Je crois que cette parution est tout à fait dans l'air du temps et même si la trame de base n'est pas novatrice, elle a tout le même le bénéfice de nous plonger dans une vision d'un monde pas si éloignée du nôtre.

Dans ce monde ravagé par diverses pandémies, les hommes vivent constamment dans la crainte de périr d'un nouveau virus. Peu sont immunisés contre ces derniers mais ce n'est pas le cas de notre héroïne, Moïra fait partie de ceux qui sont hors de danger à ce niveau. Bien que sa vie sur les docks du Queens à New York est loin d'être enviable.

Ce qui est intéressant c'est de voir comment les choses ont évolué, la lutte des classes, le fait que les infrastructures n'ont pas pu suivre avec la succession d'épidémies et qu'au final la population n'a pu être instruite ou tout simplement préservée. C'est un récit assez dynamique, même s'il n'est porté que par Moïra et ses réflexions.

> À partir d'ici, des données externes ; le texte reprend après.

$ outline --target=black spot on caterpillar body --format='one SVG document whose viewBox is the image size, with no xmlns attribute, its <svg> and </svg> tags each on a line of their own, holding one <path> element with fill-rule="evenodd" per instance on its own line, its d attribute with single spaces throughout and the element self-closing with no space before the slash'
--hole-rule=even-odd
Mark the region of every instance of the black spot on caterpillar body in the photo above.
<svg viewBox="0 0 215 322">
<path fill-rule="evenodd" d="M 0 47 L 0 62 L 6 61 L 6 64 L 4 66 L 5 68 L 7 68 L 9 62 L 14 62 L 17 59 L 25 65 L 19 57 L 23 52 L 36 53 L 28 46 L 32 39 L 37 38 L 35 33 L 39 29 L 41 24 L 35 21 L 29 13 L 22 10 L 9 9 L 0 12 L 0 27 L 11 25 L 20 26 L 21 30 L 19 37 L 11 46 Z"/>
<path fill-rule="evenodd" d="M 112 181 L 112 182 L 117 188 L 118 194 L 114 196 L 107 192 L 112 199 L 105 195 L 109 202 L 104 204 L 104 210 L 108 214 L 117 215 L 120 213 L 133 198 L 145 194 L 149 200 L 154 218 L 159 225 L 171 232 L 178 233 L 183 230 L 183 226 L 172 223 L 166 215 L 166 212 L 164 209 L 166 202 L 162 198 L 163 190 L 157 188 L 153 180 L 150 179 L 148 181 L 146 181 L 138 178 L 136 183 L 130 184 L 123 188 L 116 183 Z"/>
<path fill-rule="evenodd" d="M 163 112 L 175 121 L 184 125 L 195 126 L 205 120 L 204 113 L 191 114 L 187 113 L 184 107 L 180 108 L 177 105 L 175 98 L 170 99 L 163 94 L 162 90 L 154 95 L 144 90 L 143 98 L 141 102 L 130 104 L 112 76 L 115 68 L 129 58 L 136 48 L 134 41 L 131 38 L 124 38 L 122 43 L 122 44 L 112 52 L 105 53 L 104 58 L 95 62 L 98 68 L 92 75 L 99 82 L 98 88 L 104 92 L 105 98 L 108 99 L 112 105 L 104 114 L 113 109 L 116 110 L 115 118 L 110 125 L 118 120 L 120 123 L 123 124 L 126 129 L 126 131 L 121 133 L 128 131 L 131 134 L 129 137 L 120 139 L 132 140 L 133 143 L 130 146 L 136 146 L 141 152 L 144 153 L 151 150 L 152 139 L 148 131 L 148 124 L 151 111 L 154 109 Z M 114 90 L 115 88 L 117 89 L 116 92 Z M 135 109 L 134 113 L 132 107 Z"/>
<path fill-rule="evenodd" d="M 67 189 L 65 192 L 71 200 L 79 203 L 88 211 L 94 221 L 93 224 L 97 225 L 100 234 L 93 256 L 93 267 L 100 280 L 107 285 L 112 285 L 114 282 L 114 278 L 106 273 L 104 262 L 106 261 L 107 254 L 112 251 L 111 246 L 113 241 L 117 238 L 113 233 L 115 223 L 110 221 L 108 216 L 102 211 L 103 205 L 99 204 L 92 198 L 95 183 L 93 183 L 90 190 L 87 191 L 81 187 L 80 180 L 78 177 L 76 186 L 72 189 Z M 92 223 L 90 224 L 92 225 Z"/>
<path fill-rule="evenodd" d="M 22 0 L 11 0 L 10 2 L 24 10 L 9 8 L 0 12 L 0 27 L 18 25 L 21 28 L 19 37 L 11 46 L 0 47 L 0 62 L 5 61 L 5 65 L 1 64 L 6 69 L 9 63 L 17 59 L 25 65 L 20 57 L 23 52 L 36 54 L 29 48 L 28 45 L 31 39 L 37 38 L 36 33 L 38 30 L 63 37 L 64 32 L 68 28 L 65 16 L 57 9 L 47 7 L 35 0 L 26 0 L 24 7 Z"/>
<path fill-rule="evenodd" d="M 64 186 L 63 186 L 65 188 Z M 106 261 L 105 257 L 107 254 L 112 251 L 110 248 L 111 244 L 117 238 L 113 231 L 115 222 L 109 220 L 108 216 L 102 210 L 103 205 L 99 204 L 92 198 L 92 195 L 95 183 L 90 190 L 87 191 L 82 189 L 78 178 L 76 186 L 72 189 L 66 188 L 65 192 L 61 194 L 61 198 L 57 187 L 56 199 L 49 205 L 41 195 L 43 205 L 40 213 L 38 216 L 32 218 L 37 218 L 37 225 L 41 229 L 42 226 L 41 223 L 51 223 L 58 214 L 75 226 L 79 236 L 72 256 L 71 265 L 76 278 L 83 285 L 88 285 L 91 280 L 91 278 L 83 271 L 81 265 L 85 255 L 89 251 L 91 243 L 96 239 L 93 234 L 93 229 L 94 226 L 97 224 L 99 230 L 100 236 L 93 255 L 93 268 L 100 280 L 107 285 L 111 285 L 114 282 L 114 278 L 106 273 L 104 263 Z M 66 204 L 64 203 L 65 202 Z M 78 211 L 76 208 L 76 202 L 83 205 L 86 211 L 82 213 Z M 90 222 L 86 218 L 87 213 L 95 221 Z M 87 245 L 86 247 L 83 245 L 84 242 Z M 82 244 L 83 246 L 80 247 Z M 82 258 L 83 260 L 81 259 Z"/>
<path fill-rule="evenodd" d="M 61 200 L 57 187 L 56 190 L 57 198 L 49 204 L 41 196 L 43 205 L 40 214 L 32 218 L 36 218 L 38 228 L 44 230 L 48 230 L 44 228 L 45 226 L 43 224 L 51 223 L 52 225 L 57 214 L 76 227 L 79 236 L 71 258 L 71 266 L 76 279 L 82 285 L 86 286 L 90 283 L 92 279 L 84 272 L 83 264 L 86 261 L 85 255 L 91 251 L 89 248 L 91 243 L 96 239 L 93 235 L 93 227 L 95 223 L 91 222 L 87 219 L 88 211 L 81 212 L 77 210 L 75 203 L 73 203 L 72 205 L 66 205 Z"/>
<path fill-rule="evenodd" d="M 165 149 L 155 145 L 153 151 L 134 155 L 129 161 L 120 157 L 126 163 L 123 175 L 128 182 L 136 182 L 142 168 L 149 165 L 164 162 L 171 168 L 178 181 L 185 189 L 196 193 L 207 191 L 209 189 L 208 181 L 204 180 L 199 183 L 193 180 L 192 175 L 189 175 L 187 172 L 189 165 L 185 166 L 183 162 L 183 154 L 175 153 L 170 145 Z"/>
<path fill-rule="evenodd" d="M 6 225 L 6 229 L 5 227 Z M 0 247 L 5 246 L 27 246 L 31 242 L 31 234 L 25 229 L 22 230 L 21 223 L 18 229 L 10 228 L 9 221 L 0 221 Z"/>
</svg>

Au final c'est la fertilité qui est la plus grande menace pour cette époque, les vaccins successifs ayant considérablement diminuée cette dernière. le marché noir de la reproduction bat donc son plein et Moïra va aller vendre son appareil reproducteur pour une femme qui a perdu ses filles. Cette nouvelle reproduction est plus du clonage et Moïra va se retrouver mère parce que la cliente change d'avis au final.

Pour cette jeune femme qui a toujours du survivre plutôt que vivre, se retrouver à protéger un enfant de la violence de ce monde sans ressources est un véritable challenge. Notre personnage ignore tout de la maternité, n'étant pas éduquée, on sent qu'elle se raccroche à tous les conseils qu'elle pense être bons. Mais l'humain a tout de même des instincts grégaires qui resurgissent alors qu'on s'y attend le moins.

Ce rajoute à ça la question éthique sur engendrer des enfants qui ont pour but d'être immunisés et donc qui peuvent vendre des dents, du sang, de la peau… C'est assez perturbant car au final, est-il réellement considéré comme une personne à part entière dans cette société ?

C'est un très bon récit, perturbant il faut l'avouer. Sa diction, la construction et les interrogations peuvent mettre à mal le lecteur. Mais il ressort aussi une telle force de ce personnage que rien n'aide et qui pourtant est capable de tout pour son enfant ; de vouloir lui construire un futur meilleur que celui qu'on lui prédestinait.

J'ai beaucoup aimé, à la fois l'humour, la tendresse et l'espoir qui ressortent de ce récit alors que la violence, les inégalités et la maladie ravagent ce monde. Une plume atypique mais efficace qui saura toucher les lecteurs sans nul doute.